We stayed there for a while, chatting. Our conversation felt increasingly easy. Eventually, I said I was hungry, and he invited me round for dinner.

‘Trust me, I’m a good cook,’ he said. ‘I have a large repertoire, it’s not just pesto pasta.’

‘Don’t worry about it,’ I said. ‘My standards are very low.’ What I meant was that I couldn’t cook anything myself, so couldn’t judge others; the words had come out wrong. Luke seemed to spring to life and said that I should observe him as he made dinner, so I would learn a new recipe.

‘OK,’ I said.

He cooked us noodles with a sauce that I would never have thought to make myself. I positioned myself behind him, watching him reach for pans and chop vegetables. He had long arms and legs, broad shoulders, and I saw a small, dark birthmark on the back of his neck. There was also, I noticed, a huge energy to each of his actions: he chopped recklessly, hurled things into the sink, and stir-fried with the same wide, swooping arm movement he’d made while clearing the café table.

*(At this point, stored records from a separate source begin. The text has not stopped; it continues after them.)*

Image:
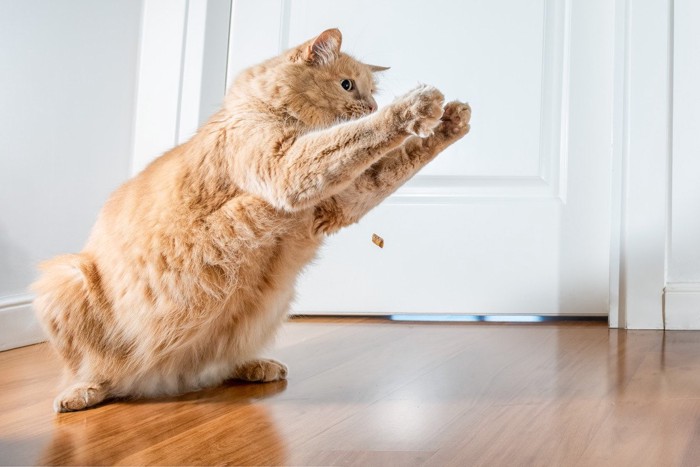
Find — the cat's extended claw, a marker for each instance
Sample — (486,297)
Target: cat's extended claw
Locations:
(420,110)
(455,119)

I was constantly aware of Luke’s body as we ate, sitting close together on his bedroom floor – he smelled clean, somehow like the apple he’d been eating. I felt warm and insulated from danger. Then, suddenly, his arms were around me, and we were kissing. This is what’s happening right now, I heard myself think. This is happening. His skin was warm and soft, my hand cupped the back of his neck. Then he stopped kissing me.

‘There’s something I should probably say,’ he said.

I still had my hands on him, and I smiled at the randomness of the whole situation: that I’d only planned to sit in the library café, and now I was here. ‘What?’ I whispered.

‘I just feel like I need to say that I have a girlfriend.’

 

I realised later that I did already know this, vaguely: I’d heard Luke mention a girlfriend outside class before. Had I conveniently shelved this memory, or unconsciously assumed that they’d broken up? It wasn’t clear.

Luke had met Paige at school. They were sixteen when they got together, and now they studied at universities two hours apart. They took turns visiting each other every few weeks, although this was often irregular, because she was so busy. She was on the committee of multiple societies, she played football at an apparently impressive level and she travelled a lot, too. They had celebrated their four year anniversary in Amsterdam a few months ago.

Luke told me some of this information himself, but most of it came from Paige’s Instagram. It wasn’t hard to find – his own account had zero posts, but I went to his tagged photos and there she was, smiling next to him. He wore a suit, she a red dress. In heels, she stood at the same height as him.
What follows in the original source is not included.